Já o romance de Foer tem duas vozes narrativas diferentes, se utiliza de duas instâncias de relatos, além de cartas, e intercala uma história no presente e uma no passado. Tudo para contar a história do personagem com o mesmo nome do autor, um escritor americano que vai para a Ucrânia atrás da história de sua família e do povoado de origem, Trachimbrod. A narração dessa aventura é feita pelo guia ucraniano de Jonathan, chamado Alexander Perchov, que não sabe inglês muito bem. Por isso essa parte do livro é cheia de pequenos erros engraçados de (devido à tradução) português. Ele por exemplo chama dinheiro de moeda-corrente o tempo todo, ou em vez de dizer que têm insônia diz que "permanece consciente com bastante atraso".

A outra parte do romance é a história do povoado (shteltl - em iídiche) de Trachimbrod através dos séculos, até o nazismo chegar aos seus limites e interrompê-la.

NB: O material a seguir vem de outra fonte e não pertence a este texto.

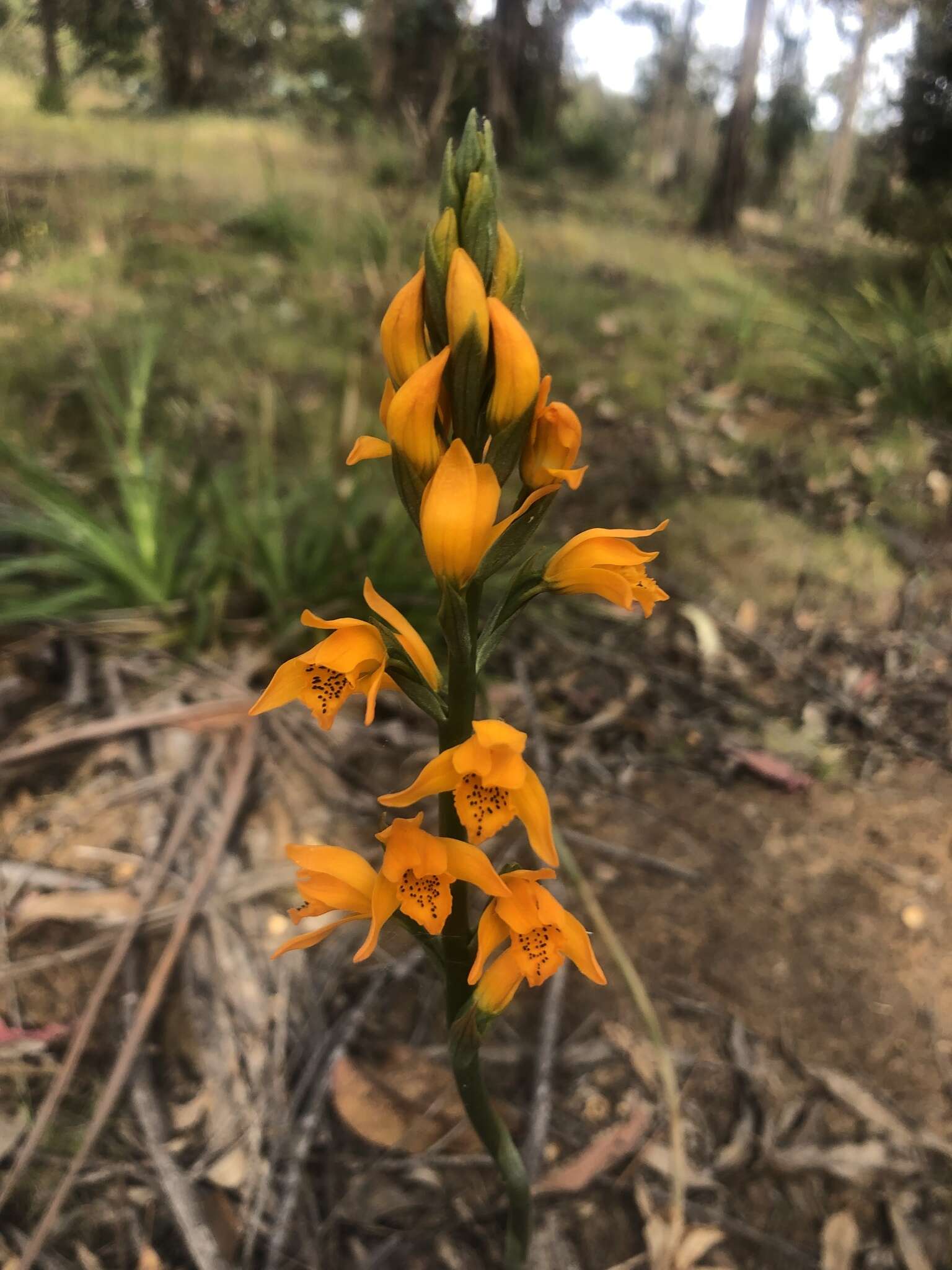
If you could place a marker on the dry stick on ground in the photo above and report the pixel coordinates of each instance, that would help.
(541, 1114)
(83, 1030)
(650, 864)
(102, 729)
(250, 887)
(152, 996)
(645, 1008)
(177, 1188)
(306, 1129)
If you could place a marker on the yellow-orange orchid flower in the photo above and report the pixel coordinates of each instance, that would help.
(491, 785)
(416, 874)
(352, 659)
(602, 563)
(517, 370)
(541, 933)
(412, 417)
(374, 447)
(409, 417)
(335, 886)
(466, 301)
(402, 332)
(506, 270)
(552, 445)
(459, 512)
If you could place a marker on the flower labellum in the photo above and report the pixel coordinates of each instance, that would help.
(541, 934)
(416, 874)
(552, 446)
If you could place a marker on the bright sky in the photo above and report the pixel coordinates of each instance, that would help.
(606, 46)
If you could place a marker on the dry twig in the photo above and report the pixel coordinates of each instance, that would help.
(151, 998)
(203, 713)
(83, 1030)
(178, 1191)
(306, 1128)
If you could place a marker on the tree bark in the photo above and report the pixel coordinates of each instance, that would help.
(843, 148)
(677, 123)
(506, 55)
(54, 93)
(184, 40)
(719, 215)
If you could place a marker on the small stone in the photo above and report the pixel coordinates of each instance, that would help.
(913, 917)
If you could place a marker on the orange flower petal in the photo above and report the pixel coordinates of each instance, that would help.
(408, 637)
(498, 986)
(368, 447)
(337, 861)
(490, 933)
(384, 904)
(576, 945)
(309, 939)
(531, 804)
(437, 778)
(470, 864)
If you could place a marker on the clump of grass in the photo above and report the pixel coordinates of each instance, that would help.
(273, 226)
(254, 531)
(133, 543)
(897, 342)
(291, 539)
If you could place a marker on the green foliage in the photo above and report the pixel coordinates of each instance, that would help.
(790, 122)
(273, 226)
(596, 135)
(899, 342)
(258, 534)
(133, 539)
(926, 127)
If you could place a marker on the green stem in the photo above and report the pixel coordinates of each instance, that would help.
(461, 699)
(499, 1143)
(457, 728)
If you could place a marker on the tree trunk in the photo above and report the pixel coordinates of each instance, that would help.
(719, 215)
(381, 25)
(506, 58)
(678, 103)
(52, 94)
(184, 40)
(844, 141)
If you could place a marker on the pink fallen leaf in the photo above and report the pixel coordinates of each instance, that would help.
(771, 769)
(25, 1041)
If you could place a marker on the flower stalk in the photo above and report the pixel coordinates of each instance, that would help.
(464, 408)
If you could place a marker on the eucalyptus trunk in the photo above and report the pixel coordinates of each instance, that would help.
(843, 149)
(719, 216)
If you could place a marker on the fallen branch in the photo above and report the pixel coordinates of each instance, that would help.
(177, 1188)
(201, 714)
(617, 851)
(250, 887)
(151, 997)
(123, 941)
(649, 1016)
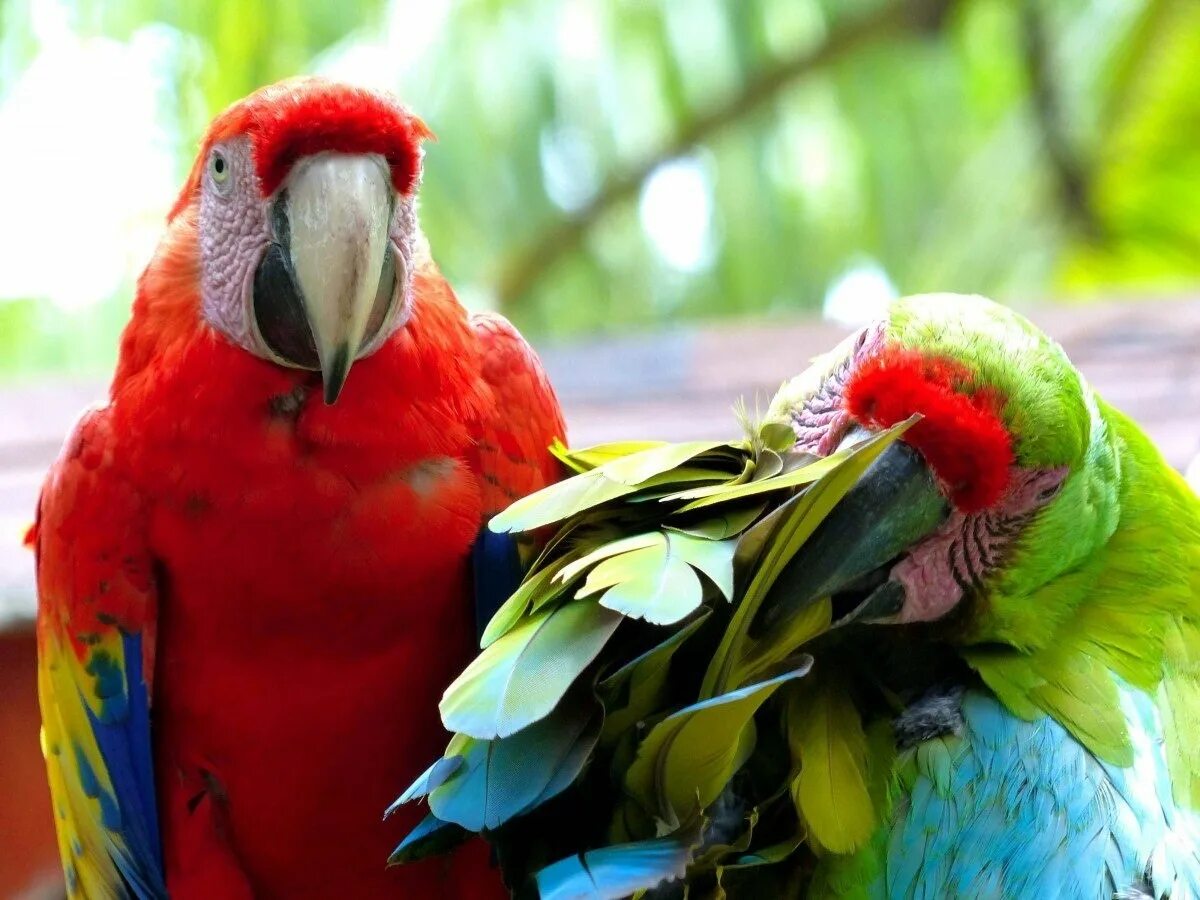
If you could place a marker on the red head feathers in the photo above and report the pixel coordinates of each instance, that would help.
(961, 435)
(307, 115)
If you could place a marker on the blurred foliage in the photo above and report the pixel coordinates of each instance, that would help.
(1018, 148)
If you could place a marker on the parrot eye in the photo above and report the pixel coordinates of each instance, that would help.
(220, 167)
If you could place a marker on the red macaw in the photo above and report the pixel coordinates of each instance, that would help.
(253, 573)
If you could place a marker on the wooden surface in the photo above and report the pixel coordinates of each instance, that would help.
(1143, 355)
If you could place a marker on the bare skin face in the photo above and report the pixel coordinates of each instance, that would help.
(933, 575)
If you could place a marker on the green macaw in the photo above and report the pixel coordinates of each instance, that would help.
(930, 629)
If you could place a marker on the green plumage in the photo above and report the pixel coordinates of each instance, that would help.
(637, 694)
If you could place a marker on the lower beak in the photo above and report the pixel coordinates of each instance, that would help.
(893, 505)
(327, 281)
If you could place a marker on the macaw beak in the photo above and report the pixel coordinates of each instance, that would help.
(893, 505)
(327, 281)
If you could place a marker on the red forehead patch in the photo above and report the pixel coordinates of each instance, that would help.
(301, 117)
(961, 435)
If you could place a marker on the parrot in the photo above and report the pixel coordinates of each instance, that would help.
(258, 561)
(930, 629)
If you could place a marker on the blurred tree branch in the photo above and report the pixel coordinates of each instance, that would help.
(1068, 168)
(525, 268)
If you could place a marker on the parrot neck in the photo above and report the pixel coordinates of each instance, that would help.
(1125, 616)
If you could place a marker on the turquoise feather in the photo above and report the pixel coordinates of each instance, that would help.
(1024, 810)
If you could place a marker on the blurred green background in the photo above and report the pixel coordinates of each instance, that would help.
(616, 165)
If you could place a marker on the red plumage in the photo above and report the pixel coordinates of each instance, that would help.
(301, 117)
(961, 433)
(301, 569)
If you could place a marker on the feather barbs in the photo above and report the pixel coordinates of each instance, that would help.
(961, 435)
(301, 117)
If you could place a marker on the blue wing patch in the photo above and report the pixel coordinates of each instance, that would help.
(123, 735)
(497, 573)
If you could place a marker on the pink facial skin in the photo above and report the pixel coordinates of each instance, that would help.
(940, 570)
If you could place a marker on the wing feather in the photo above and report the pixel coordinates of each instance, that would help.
(95, 633)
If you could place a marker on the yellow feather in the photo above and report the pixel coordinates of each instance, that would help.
(831, 791)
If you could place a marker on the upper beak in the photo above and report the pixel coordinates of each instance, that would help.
(327, 275)
(893, 505)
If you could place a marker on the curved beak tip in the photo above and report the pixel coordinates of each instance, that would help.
(334, 375)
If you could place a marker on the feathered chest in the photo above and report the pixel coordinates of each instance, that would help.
(268, 503)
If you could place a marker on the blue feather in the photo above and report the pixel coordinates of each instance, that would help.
(1031, 813)
(124, 743)
(496, 564)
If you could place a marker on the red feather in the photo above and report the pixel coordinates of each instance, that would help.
(303, 117)
(961, 433)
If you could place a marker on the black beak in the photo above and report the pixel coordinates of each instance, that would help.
(893, 505)
(327, 283)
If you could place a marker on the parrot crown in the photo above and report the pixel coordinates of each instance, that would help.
(303, 117)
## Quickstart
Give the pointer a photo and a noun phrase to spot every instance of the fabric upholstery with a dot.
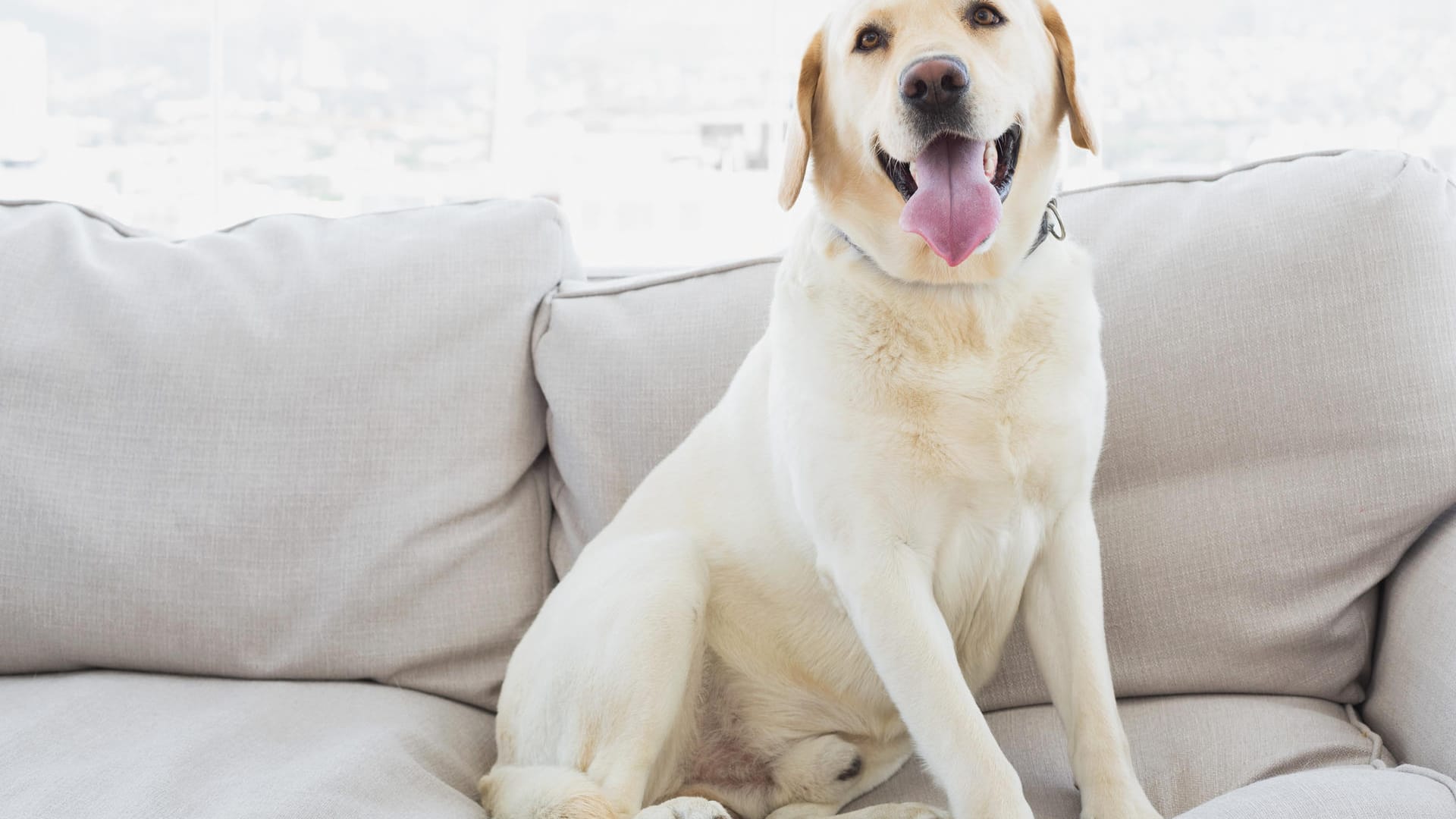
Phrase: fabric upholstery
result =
(1340, 793)
(1282, 394)
(300, 447)
(1187, 751)
(1413, 694)
(152, 746)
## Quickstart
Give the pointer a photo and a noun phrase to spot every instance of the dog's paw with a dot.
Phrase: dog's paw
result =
(686, 808)
(916, 811)
(1128, 808)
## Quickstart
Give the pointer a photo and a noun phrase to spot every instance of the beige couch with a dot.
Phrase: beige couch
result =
(277, 502)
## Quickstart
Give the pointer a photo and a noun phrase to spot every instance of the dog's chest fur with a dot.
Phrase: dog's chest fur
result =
(973, 417)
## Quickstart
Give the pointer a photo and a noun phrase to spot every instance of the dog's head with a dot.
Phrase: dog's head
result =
(935, 130)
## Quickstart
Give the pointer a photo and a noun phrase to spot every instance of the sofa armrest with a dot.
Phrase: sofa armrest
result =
(1413, 689)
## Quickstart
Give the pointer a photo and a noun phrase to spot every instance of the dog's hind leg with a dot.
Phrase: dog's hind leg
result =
(601, 697)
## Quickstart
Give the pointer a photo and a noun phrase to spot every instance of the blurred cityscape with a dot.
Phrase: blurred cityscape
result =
(657, 124)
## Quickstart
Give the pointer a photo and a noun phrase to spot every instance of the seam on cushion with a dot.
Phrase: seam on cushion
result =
(1376, 741)
(1430, 774)
(1184, 178)
(626, 284)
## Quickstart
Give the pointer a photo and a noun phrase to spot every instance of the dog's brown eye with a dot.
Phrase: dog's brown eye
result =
(870, 39)
(986, 17)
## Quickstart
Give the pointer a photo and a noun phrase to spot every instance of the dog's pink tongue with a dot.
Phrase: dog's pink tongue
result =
(956, 207)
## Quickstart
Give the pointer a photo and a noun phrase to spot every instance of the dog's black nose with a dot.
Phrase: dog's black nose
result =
(934, 83)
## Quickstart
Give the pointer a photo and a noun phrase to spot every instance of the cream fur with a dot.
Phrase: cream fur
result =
(817, 580)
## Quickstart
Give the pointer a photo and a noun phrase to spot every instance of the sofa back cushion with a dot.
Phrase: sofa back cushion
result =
(299, 447)
(1280, 346)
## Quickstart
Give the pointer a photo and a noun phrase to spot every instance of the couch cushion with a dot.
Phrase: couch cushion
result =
(152, 746)
(1340, 793)
(1282, 392)
(300, 447)
(1187, 751)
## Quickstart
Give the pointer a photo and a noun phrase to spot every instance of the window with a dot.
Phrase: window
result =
(657, 124)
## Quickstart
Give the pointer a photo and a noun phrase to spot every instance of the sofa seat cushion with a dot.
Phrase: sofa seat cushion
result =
(1187, 751)
(294, 449)
(153, 746)
(1340, 793)
(1280, 400)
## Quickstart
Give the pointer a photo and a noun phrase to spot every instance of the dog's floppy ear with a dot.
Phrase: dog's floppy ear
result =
(1082, 130)
(801, 131)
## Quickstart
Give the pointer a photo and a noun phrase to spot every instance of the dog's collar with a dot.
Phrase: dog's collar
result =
(1052, 224)
(1057, 231)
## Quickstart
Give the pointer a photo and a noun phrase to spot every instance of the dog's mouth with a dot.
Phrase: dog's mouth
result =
(954, 190)
(998, 161)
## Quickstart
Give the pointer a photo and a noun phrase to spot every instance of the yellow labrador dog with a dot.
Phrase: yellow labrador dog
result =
(817, 580)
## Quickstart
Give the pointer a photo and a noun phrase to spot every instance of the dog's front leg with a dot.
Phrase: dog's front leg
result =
(886, 588)
(1063, 611)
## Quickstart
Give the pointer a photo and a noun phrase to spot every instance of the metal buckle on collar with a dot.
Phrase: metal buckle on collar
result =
(1060, 231)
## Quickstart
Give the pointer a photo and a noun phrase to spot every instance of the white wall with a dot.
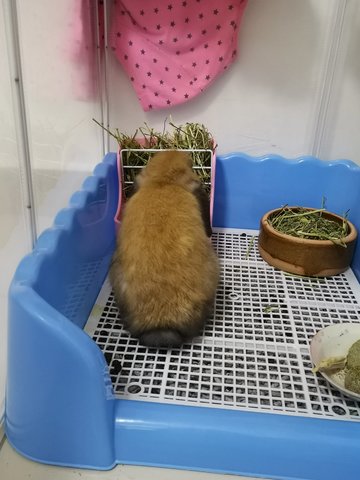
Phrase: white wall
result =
(14, 238)
(271, 99)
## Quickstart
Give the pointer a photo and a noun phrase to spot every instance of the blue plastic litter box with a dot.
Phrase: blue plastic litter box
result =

Trachimbrod parece uma Macondo judia e européia, e a história é cheia de momentos que se aproximam bastante do realismo fantástico, como o Livro de Sonhos Recorrentes, onde os moradores do shteltl escrevem os seus sonhos.

Entre essas partes do livro se interpõem cartas de Alexander para Jonathan, que em alguns momentos são desnecessárias, explicando demais alguns aspectos do romance, mas que em outros momentos são extremamente comoventes, transformando o guia ucraniano, definitivamente, no grande personagem do livro.

Por mais que a busca pela reconciliação de Foer (personagem) com sua família e também com seu povo seja essencial para o desenvolvimento do romance, ela também não deixa de ser um "pretexto", na verdade um contexto, para que sejam contadas as relações familiares e pessoais que ligam esses personagens. Nisso, Tudo se ilumina se aproxima de Adeus, Columbus. Na novela principal do livro, o judaísmo e as diferenças entre judeus pobres e ricos, conservadores e ortodoxos, servem como uma espécie de infra-estrutura que baseia o romance entre os personagens principais, Neil Klugman e Brenda Patimkin, e seus relacionamentos familiares (nesse aspecto há uma personagem memorável, a tia de Neil, Tia Gladys, supra-sumo da super-proteção mal-humorada).

Ambos os livros também compartilham o efeito de nos motivar a ler mais obras dos autores. Do consagrado Roth fica a felicidade de saber que existem muitas obras consideradas ainda melhores que Adeus, Columbus para desfrutarmos. De Safran Foer, a expectativa do que vem por aí (o seu segundo romance: Extremamente alto & incrivelmente perto já foi lançado no Brasil).

Mesmo sabendo o que os judeus andam fazendo com os palestinos.